A well-stocked larder is a thing to delight in. I love to see my shelves jam-packed with row after row of preserves. I’ve always been a bit of a hoarder so I guess it stems from that. However, due to giving away lots of preserves as Christmas gifts, my stash has been a bit depleted of late – something I was keen to remedy. Winter isn’t the obvious season for a bout of preserving but there are a few yummy things you can make which utilise seasonal fruit and veg. Today, it was the turn of the seville oranges: time to make marmalade!
The recipe I used came from Pam Corbin’s wonderful book Preserves.

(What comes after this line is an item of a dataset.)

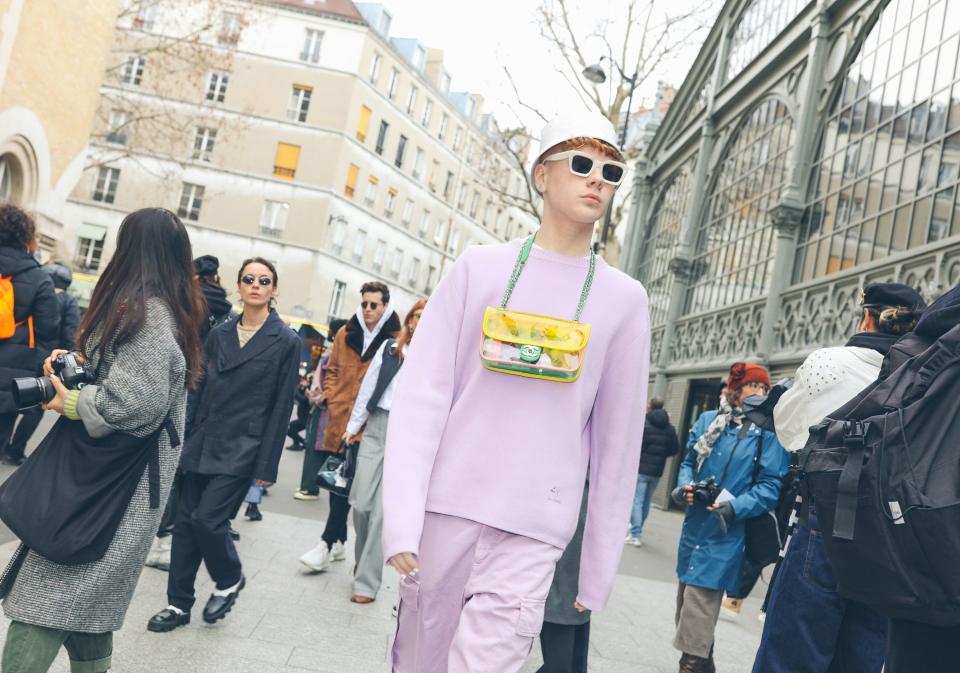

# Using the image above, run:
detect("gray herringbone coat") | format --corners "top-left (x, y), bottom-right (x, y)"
top-left (2, 299), bottom-right (187, 633)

It uses demerara sugar which produces a wonderfully dark, amber marmalade. It tastes wonderful too, with the seville oranges holding their own against the sugar. The flavour is intensely orangey and bittersweet, so definitely a grown-up preserve. There are also lots of good marmalade recipes available online and, if you fancy making some, its worth taking a peek at the following:
A few marmalade-making tips:
Make sure the peel is completely tender before you add the sugar. Once the sugar is added it won’t soften any more.
To stop the peel from floating to the top when you pour into jars, allow the marmalade to cool for about 10 minutes before potting.
Don’t be afraid to make a large batch – marmalade keeps really well – apparently up to 2 years, but I must admit, in this house it’s normally been scoffed long before that!